Miscellaneous | September 1, 2012 | By:

N.C. design students’ mural idea makes it big in Raleigh as a fabric wrap of a car park.

Sometimes it pays to wait. With five years of slow economic growth putting the skids on local development in Raleigh, N.C., owners of a downtown nine-story parking ramp (with plans to expand it with new retail and offices) placed its redevelopment on hold. Empire Properties of Raleigh decided it couldn’t wait, however, to do something about the appearance of the structure and approached the nearby College of Design at North Carolina State University (NCSU) and hit the jack pot when it teamed up with design professor Charles Joyner.

Joyner, associate professor Pat Fitzgerald and assistant professor McArthur Freeman—seeing an opportunity to inspire students with a real-world design challenge—gathered their students and held an in-studio competition for ideas to wrap the drab parking ramp in art and design. Winner of the studio challenge was the team of Jordan Deva, Joe Lawson and Justin Phillips, who designed a 15-panel mural they call “The Fantastic Sky Race” that fuses images of local landmarks with world environment iconography ranging from coastal waters and grassy landscapes to arid deserts and urban streets. Local icons include a Sir Walter Raleigh statue, NCSU’s bell tower and the state’s ubiquitous dogwood tree.
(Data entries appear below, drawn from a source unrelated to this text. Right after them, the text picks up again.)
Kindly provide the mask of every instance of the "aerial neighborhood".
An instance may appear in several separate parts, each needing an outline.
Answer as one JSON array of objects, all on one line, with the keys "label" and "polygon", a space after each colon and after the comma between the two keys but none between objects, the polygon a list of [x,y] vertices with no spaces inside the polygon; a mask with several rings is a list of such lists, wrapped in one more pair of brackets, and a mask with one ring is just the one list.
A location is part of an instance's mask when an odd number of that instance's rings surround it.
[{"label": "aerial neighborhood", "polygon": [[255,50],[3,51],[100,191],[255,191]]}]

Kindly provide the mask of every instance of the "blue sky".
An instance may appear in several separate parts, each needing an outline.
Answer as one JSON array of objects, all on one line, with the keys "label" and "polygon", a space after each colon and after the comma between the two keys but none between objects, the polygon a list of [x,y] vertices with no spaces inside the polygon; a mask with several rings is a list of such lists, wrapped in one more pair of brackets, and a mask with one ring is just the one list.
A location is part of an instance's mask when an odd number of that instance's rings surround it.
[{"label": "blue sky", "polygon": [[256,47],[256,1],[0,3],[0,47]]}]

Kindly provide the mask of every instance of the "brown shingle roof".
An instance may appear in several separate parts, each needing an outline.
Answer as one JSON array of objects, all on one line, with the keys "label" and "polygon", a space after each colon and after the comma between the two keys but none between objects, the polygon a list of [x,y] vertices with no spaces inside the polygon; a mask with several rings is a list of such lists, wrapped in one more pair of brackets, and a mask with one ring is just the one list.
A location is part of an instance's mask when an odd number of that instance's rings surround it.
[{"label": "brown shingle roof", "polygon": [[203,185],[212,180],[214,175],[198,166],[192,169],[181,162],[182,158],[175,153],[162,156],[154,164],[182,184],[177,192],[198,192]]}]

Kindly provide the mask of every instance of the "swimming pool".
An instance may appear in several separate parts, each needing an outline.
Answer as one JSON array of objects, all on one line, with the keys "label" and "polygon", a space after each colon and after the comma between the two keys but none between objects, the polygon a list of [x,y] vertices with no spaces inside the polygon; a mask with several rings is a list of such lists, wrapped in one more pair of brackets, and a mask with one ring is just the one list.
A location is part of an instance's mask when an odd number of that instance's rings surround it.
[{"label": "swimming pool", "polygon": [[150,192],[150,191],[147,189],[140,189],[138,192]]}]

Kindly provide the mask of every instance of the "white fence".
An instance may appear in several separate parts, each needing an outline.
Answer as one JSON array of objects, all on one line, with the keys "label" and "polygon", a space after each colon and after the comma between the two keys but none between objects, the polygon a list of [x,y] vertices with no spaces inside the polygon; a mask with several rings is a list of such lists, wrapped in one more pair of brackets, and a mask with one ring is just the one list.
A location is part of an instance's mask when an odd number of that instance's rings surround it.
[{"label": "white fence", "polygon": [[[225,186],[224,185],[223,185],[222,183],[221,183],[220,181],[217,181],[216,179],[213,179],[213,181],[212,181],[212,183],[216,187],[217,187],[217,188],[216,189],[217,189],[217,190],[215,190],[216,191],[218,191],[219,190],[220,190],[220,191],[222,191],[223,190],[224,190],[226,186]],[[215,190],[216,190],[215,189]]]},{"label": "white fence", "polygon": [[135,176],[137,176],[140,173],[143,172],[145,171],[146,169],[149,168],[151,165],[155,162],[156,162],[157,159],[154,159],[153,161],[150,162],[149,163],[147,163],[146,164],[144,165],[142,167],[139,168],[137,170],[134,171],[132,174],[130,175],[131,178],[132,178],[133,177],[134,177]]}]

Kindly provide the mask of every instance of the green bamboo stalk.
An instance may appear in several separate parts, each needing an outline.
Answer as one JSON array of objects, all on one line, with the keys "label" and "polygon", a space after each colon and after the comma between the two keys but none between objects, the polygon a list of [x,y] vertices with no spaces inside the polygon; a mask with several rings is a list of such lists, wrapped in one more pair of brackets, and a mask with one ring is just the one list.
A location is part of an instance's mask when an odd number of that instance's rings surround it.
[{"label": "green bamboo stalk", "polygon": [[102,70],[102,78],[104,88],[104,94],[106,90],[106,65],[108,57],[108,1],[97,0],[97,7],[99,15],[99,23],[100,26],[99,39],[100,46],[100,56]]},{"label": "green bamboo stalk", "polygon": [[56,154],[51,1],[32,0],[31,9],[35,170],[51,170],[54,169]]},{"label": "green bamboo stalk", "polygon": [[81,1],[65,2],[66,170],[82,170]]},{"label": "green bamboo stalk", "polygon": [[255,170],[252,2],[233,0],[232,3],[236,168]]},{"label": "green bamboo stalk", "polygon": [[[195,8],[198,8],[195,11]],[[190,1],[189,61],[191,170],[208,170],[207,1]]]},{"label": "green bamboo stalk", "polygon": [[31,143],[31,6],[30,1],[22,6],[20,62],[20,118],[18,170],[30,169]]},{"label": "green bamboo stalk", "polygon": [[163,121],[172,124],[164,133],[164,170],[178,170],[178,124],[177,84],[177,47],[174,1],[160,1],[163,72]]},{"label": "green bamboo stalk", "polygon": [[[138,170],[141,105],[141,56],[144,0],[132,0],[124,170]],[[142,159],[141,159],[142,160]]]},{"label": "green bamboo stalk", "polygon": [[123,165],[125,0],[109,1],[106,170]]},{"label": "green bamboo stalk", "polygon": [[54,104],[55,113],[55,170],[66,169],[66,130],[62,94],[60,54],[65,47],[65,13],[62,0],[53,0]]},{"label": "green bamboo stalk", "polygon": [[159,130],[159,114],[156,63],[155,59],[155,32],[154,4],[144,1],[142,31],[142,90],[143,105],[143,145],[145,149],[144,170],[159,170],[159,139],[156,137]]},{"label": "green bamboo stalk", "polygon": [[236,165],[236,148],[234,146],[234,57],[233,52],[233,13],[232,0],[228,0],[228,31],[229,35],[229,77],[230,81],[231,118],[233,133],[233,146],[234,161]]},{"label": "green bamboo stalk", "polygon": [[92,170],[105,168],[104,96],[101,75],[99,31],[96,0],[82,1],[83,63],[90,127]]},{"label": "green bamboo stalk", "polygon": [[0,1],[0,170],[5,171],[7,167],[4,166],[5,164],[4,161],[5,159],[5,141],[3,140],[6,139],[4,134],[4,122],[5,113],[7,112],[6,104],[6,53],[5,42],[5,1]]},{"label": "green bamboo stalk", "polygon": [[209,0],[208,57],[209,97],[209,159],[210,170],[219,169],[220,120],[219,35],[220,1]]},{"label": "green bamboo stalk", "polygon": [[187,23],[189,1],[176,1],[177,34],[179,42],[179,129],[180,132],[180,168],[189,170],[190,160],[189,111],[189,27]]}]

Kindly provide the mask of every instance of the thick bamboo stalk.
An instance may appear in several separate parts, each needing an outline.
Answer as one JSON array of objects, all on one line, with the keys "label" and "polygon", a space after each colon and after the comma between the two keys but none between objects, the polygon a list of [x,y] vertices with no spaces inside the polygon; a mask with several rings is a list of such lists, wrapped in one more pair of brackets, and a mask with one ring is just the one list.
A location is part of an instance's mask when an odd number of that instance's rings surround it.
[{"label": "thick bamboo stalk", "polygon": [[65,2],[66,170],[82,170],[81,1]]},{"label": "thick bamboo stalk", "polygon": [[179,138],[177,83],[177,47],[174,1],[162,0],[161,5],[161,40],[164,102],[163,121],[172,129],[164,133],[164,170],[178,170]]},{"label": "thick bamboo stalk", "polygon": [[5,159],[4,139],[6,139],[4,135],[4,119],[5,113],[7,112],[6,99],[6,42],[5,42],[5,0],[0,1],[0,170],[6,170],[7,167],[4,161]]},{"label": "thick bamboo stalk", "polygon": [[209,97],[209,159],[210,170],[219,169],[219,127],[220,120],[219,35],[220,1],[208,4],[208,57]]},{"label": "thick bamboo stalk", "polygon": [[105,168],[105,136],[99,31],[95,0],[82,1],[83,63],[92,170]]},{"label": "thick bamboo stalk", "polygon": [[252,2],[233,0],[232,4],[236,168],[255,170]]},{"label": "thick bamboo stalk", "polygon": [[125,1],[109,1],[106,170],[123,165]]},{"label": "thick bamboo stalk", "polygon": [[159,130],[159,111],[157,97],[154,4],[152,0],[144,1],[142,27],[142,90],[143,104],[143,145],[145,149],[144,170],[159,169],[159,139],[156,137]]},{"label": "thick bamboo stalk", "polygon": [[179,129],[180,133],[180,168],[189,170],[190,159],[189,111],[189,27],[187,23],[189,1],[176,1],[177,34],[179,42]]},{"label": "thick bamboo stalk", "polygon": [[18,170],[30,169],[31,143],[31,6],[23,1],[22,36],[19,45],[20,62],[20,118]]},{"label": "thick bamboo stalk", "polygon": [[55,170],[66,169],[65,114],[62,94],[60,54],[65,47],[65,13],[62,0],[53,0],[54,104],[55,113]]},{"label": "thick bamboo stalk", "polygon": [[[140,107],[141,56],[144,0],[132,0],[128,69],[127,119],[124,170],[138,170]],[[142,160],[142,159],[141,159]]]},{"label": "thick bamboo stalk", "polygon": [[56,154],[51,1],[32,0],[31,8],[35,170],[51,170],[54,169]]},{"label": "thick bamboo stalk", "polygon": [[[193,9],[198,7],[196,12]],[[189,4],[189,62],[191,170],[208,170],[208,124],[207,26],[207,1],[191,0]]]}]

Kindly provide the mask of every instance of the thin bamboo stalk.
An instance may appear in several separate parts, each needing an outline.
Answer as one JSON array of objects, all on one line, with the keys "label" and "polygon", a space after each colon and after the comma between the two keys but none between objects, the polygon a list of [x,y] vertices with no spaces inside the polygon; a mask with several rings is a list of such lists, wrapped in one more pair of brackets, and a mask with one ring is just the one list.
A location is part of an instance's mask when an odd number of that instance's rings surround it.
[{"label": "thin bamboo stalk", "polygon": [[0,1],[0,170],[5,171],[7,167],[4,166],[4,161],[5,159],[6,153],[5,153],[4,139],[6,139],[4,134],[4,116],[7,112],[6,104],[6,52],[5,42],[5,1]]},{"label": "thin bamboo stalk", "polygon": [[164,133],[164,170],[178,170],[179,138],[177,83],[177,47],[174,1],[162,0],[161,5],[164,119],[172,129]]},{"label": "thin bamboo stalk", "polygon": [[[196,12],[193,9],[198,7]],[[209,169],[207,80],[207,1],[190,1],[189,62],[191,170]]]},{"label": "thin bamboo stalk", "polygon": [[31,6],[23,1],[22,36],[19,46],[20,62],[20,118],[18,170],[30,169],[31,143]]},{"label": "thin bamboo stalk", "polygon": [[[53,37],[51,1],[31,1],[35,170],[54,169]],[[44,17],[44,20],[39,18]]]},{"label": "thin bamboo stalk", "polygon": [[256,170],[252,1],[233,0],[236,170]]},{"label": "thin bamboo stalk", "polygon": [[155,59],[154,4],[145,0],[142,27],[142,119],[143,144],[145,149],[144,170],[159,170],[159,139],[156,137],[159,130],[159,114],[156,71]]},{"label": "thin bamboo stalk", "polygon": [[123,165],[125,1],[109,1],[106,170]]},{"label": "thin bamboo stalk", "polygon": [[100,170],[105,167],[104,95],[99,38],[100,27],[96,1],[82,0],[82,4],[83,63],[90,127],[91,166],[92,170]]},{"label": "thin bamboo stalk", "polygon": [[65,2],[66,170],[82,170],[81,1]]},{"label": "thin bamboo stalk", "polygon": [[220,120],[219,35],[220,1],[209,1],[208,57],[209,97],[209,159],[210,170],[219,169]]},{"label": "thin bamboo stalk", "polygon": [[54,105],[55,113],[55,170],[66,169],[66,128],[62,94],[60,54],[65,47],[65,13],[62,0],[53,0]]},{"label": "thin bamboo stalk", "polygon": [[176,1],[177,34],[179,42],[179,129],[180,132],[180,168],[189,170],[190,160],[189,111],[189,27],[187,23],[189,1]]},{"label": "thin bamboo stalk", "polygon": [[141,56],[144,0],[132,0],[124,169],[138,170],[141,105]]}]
Project management was run by Empire’s Ben Steel, who called upon Sign Solutions’ Dave Palmer to fabricate, print and hang the banners. The giant, colorful mural covers two sides of the parking structure with 20,445 square feet of printed 70/30 vinyl fabric mesh. An early proposal called for just painting the building a single color, but Steel calculated the fabric option was comparable in price and more open to creative possibilities. “The cost to use the fabric is the same as if we painted the building a solid color, but this really inspires people,” says Steel.

Installation of the banners involved a custom-designed mounting system that uses taut stainless steel aircraft cable and carabineer clips positioned between banners. Each banner shares at least one vertical cable and the carabineers tie the fabric to the cable through grommets along the banner sides. The top and bottom edges of the banners are kept straight by ¼-inch diameter galvanized steel rods that are inserted into fabric pockets sewn at each end. The rods extend beyond the fabric width by six inches on each side, producing a space of 12 inches between banners.

“This project has been great for the community,” says Steel. “The idea of art at this scale and in such a prominent location is new to people here. Its impact has been fantastic and has gotten a lot of attention.”

Bruce Wright is editor of Fabric Architecture and Fabric Graphics publications of the Industrial Fabrics Association International.